South Korea’s government proposed a number of discounts for mobile subscribers in a move to reduce household telecoms expenses by KRW4.6 trillion ($4.1 billion) a year, but it dropped a controversial plan to scrap the basic mobile subscription fee.

The State Affairs Planning Advisory Committee and the ruling Democratic Party plan to require mobile operators to offer customers a 25 per cent discount when they sign up for a one- or two-year contract, up from the current 20 per cent, or give them a one-off handset subsidy, The Korea Times (KT) reported.

Operators would also be required to give the elderly and low-income groups a discount of KRW11,000 on their monthly bills and provide more free Wi-Fi access points at schools, public buildings and on public transportation.

Newly elected President Moon Jae-in pledged to cut the mobile subscription fee of KRW11,000 per month. The proposal was strongly criticised by operators, but consumer groups said the legislation doesn’t go far enough.

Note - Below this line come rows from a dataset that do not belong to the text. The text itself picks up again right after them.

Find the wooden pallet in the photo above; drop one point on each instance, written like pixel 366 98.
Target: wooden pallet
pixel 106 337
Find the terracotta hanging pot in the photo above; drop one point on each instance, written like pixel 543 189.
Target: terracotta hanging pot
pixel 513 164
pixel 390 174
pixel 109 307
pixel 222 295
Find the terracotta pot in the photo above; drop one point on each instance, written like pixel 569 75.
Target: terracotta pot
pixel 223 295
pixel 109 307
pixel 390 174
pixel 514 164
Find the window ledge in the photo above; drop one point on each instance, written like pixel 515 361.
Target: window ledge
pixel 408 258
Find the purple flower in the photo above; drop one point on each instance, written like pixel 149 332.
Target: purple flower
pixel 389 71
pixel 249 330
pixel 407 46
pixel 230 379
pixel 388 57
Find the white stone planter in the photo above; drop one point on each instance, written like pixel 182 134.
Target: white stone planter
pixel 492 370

The government opted not to push for the elimination of the basic fee, but sought savings in other areas.

Its plan to raise the discount for customers signing new contracts will be introduced in September, but it is expected to face opposition from mobile operators claiming the policy is an intervention into private companies’ management and could undermine their profitability, KT said.

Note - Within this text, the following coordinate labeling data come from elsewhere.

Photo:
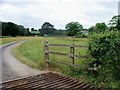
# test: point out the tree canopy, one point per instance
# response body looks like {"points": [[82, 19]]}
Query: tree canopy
{"points": [[73, 28], [12, 29], [47, 28], [99, 27]]}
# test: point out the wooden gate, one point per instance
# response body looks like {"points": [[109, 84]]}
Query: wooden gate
{"points": [[71, 54]]}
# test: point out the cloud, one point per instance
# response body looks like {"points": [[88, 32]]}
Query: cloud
{"points": [[57, 12]]}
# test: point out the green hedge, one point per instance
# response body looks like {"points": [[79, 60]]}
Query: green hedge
{"points": [[104, 49]]}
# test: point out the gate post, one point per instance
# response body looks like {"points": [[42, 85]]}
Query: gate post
{"points": [[72, 54], [46, 53]]}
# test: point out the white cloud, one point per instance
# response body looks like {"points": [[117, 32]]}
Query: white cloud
{"points": [[57, 12]]}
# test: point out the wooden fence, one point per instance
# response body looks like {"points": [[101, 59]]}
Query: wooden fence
{"points": [[71, 54]]}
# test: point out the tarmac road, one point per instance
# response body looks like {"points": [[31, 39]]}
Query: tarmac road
{"points": [[13, 68]]}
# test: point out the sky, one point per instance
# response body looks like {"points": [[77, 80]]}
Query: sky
{"points": [[33, 13]]}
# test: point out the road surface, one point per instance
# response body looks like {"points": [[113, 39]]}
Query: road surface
{"points": [[11, 67]]}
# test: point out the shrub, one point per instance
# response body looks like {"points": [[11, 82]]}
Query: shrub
{"points": [[104, 50]]}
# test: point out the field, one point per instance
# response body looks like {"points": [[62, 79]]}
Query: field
{"points": [[32, 51], [32, 54]]}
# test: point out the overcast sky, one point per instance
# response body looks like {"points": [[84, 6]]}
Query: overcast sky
{"points": [[33, 13]]}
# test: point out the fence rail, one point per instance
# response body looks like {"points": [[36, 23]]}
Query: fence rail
{"points": [[71, 55]]}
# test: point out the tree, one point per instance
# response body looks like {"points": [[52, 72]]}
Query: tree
{"points": [[47, 28], [73, 28], [99, 27], [32, 29], [11, 29], [115, 22]]}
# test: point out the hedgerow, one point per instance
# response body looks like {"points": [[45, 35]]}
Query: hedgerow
{"points": [[104, 49]]}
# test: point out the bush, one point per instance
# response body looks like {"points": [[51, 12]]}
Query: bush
{"points": [[104, 50]]}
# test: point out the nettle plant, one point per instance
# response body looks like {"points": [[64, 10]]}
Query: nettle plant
{"points": [[104, 49]]}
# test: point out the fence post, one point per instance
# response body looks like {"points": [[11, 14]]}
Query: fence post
{"points": [[46, 53], [72, 54]]}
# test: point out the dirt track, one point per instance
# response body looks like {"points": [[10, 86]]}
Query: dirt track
{"points": [[11, 67]]}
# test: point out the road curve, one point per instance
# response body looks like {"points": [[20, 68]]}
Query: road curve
{"points": [[13, 68]]}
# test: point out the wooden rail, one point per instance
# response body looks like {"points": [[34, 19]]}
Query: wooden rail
{"points": [[71, 55]]}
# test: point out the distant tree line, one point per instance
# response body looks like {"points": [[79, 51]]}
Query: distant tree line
{"points": [[12, 29]]}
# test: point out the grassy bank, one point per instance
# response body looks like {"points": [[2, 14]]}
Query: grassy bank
{"points": [[6, 40], [32, 54]]}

Lee Gae-ho, chairman of the economic committee under the advisory committee, said operators will be able to withstand the 5 percentage point increase in the discount rate, the newspaper reported.

The proposals are part of a wider bid by the government to cut consumers’ household expenses.

In May, the country’s Constitutional Court approved a law to reduce handset subsidies. The ruling backs a push by the Korea Communications Commission (KCC) to reduce what it considers unhealthy competition by curbing excessive handset discounts, in turn lowering operators’ marketing expenses so they can pass on the savings to customers.